Even now, I’m longing to make this recipe over and over again—especially for Thanksgiving. Braised Stuff Onions is an aromatic, comforting and beautiful dish that needs to be part of your holiday spread. Besides the deliciousness of this recipe, there are a few other reasons to put it on your festive menu.
Make-Ahead: The onions can be stuffed with the filling up to six hours before cook time.
Easy to Reheat: Once cooked, the onions can be stored in the fridge and then gently reheated in the oven to serve again.
Market Street and KitchenAid: The onions fit beautifully in the KitchenAid 11-inch fry pan that Market Street is offering through its Rewards Program. With 180 e-stickers this fabulous pan can become a part of your kitchen!
Thanksgiving needs Braised Stuffed Onions. You need Braised Stuffed Onions. It will brighten up the holiday as unique and classic dish—one that will probably be made with each passing year.
Happy Thanksgiving and enjoy, my friends.
Braised Stuffed Onions
Author note: This recipe is an extension of Richard Olney’s Braised Onions from his cookbook, Simple French Food. I added rice and a few different herbs to the recipe. This recipe makes enough filling for at least 6 onions.
4-6 sweet onions
3 tablespoons unsalted butter
1 cup bacon, cut into 1/4 inch pieces (lardons)
1 teaspoon kosher salt
8-10 sprigs fresh thyme
8 ounces mushrooms, finely chopped
1/4 cup arborio rice
1/4 cup panko breadcrumbs
1 1/2 cups low sodium chicken stock
2 bay leaves, torn in half
Cut a quarter off of the top of each onions (the bottom side should have the dried roots exposed). Peel the onions. Using a melon baller carefully scoop out the onion leaving a double wall of onion. Set aside.

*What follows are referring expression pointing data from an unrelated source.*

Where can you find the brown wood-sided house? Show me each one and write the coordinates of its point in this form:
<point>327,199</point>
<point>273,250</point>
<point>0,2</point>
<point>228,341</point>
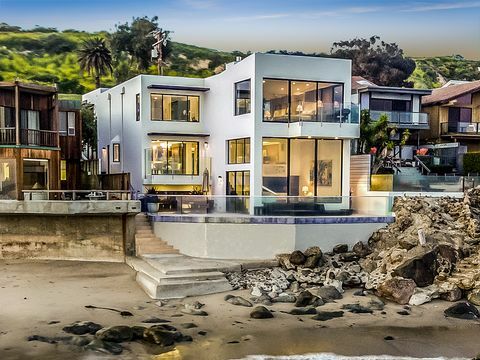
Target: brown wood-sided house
<point>32,141</point>
<point>454,115</point>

Finely chop two cups of the removed onion.
Place 2 tablespoons of butter into a medium skillet along with the bacon, 2 cups of chopped onions, salt and 4 branches of thyme. Cook for 15 minutes over medium heat, stirring occasionally.
Add 1 tablespoon of butter to the onion mixture and let melt. Add the mushrooms and rice to the mixture and cook for 5 minutes. Stir occasionally.
Remove from the heat and remove the thyme. Stir in the breadcrumbs and pour into a bowl.
Pour chicken stock into the skillet and add the 4 thyme springs and bay leaves. Place back onto the heat.
With the onion mixture, stuff the onions 3/4 of the way full, lightly packing the filling with a spoon. Place the stuffed onions into the skillet. Bring the stock to a boil and cover.
Place into the oven and let cook for 1 hour, basting the onions 3-4 times during the cooking process. Serve warm.